A company that provides identity theft prevention services, has settled charges brought by the FTC that it falsely advertised both the extent of the identity theft protection it offers as well as the extent of its own data security measures to protect customers’ personal information. LifeLock, which gained some notoriety due to advertisements that prominently displayed the CEO’s social security number, has agreed to a $12 million settlement--$11 million to be paid to the FTC and $1 million to be paid to a group of 35 state attorneys general.
First, the FTC had alleged that the company misled consumers by guaranteeing absolute protection against identify theft when, “in truth, the protection it actually provided left enough holes that you could drive a truck through it” according to FTC Chairman Jon Leibowitz. While LifeLock may provide valuable protection against identify theft, the charges were brought because the company allegedly overpromised the amount of protection it could actually provide. The FTC and state attorneys general took issue with certain advertising claims including the following:
- “By now you’ve heard about individuals whose identities have been stolen by identity thieves . . . LifeLock protects against this ever happening to you. Guaranteed.”
- “Please know that we are the first company to prevent identity theft from occurring.”
- “Do you ever worry about identity theft? If so, it’s time you got to know LifeLock. We work to stop identity theft before it happens.”

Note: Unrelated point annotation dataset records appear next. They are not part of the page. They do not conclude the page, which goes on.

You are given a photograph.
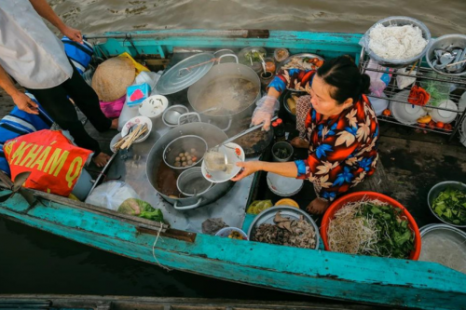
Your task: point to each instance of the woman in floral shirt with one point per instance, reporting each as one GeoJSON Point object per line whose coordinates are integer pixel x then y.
{"type": "Point", "coordinates": [341, 130]}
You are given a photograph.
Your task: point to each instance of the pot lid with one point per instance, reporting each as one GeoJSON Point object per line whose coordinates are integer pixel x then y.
{"type": "Point", "coordinates": [185, 73]}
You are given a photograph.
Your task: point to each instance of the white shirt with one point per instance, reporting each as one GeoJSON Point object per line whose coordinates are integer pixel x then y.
{"type": "Point", "coordinates": [29, 51]}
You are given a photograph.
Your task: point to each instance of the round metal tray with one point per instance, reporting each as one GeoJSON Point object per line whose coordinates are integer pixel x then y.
{"type": "Point", "coordinates": [185, 73]}
{"type": "Point", "coordinates": [267, 216]}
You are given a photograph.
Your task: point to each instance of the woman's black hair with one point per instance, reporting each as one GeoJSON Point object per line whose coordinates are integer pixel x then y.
{"type": "Point", "coordinates": [343, 74]}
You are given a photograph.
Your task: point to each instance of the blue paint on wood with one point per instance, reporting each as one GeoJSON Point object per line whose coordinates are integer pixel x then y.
{"type": "Point", "coordinates": [313, 272]}
{"type": "Point", "coordinates": [324, 43]}
{"type": "Point", "coordinates": [333, 275]}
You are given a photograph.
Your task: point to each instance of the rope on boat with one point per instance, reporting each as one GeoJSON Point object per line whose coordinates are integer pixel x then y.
{"type": "Point", "coordinates": [153, 250]}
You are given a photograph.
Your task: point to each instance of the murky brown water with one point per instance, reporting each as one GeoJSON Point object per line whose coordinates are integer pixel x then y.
{"type": "Point", "coordinates": [91, 16]}
{"type": "Point", "coordinates": [33, 261]}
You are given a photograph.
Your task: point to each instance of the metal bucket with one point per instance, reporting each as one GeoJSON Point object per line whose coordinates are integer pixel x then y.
{"type": "Point", "coordinates": [213, 136]}
{"type": "Point", "coordinates": [181, 145]}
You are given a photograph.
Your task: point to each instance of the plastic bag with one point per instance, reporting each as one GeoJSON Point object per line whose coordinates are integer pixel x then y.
{"type": "Point", "coordinates": [128, 112]}
{"type": "Point", "coordinates": [139, 68]}
{"type": "Point", "coordinates": [379, 80]}
{"type": "Point", "coordinates": [111, 195]}
{"type": "Point", "coordinates": [266, 107]}
{"type": "Point", "coordinates": [395, 21]}
{"type": "Point", "coordinates": [140, 208]}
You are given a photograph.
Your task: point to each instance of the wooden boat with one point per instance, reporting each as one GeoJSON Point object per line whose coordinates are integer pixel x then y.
{"type": "Point", "coordinates": [382, 281]}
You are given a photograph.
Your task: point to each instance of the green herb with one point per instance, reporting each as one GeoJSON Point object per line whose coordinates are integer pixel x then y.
{"type": "Point", "coordinates": [138, 207]}
{"type": "Point", "coordinates": [395, 239]}
{"type": "Point", "coordinates": [450, 205]}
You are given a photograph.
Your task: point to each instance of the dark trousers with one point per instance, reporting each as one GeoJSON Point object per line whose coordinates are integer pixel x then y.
{"type": "Point", "coordinates": [55, 101]}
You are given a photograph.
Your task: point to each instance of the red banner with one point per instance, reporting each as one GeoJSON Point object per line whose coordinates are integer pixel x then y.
{"type": "Point", "coordinates": [55, 163]}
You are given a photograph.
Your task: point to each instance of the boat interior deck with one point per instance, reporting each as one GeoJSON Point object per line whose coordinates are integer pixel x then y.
{"type": "Point", "coordinates": [411, 162]}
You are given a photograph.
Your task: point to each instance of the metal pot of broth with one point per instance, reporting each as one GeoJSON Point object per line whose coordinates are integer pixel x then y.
{"type": "Point", "coordinates": [226, 93]}
{"type": "Point", "coordinates": [164, 179]}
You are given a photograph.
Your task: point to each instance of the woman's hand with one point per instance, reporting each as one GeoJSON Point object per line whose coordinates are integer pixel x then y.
{"type": "Point", "coordinates": [73, 34]}
{"type": "Point", "coordinates": [249, 168]}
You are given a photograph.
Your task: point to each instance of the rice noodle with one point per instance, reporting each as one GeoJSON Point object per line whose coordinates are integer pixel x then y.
{"type": "Point", "coordinates": [396, 42]}
{"type": "Point", "coordinates": [348, 233]}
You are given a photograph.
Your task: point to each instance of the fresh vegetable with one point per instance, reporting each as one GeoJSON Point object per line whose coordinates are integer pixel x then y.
{"type": "Point", "coordinates": [395, 239]}
{"type": "Point", "coordinates": [450, 205]}
{"type": "Point", "coordinates": [140, 208]}
{"type": "Point", "coordinates": [259, 205]}
{"type": "Point", "coordinates": [370, 228]}
{"type": "Point", "coordinates": [424, 119]}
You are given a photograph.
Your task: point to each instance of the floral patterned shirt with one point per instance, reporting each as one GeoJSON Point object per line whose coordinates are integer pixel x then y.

The FTC claimed such statements are false because the services are limited to only certain forms of identity theft and the protection for the covered forms is itself limited, as is inevitable because there is “no foolproof way to avoid ID theft,” according to Illinois Attorney General Lisa Madigan. In addition to the financial penalty, LifeLock is barred from continuing to make deceptive claims.
Lifelock has also been sued in federal court on similar claims.
Second, the FTC also claimed that the company made false claims regarding its own data security. As part of its program, consumers must entrust extremely sensitive information to LifeLock such as social security and credit card numbers but are assured that the information is protected through a myriad of security measures. The FTC claimed that LifeLock did not follow these internal security measures and the data was vulnerable. As part of the settlement, the company is also barred from misrepresenting its data security measures and is required to establish a stricter and more comprehensive data security program that will have to be assessed by a third party every two years.
Companies should beware of marketing campaigns that overstate what the company can actually deliver. In addition, prudent companies will ensure that any statements they make regarding protecting customer data, including in website or other privacy policies, are in line with the companies’ actual privacy and security protection measures.
The FTC will use the $11 million to provide refunds to former and current Lifelock customers.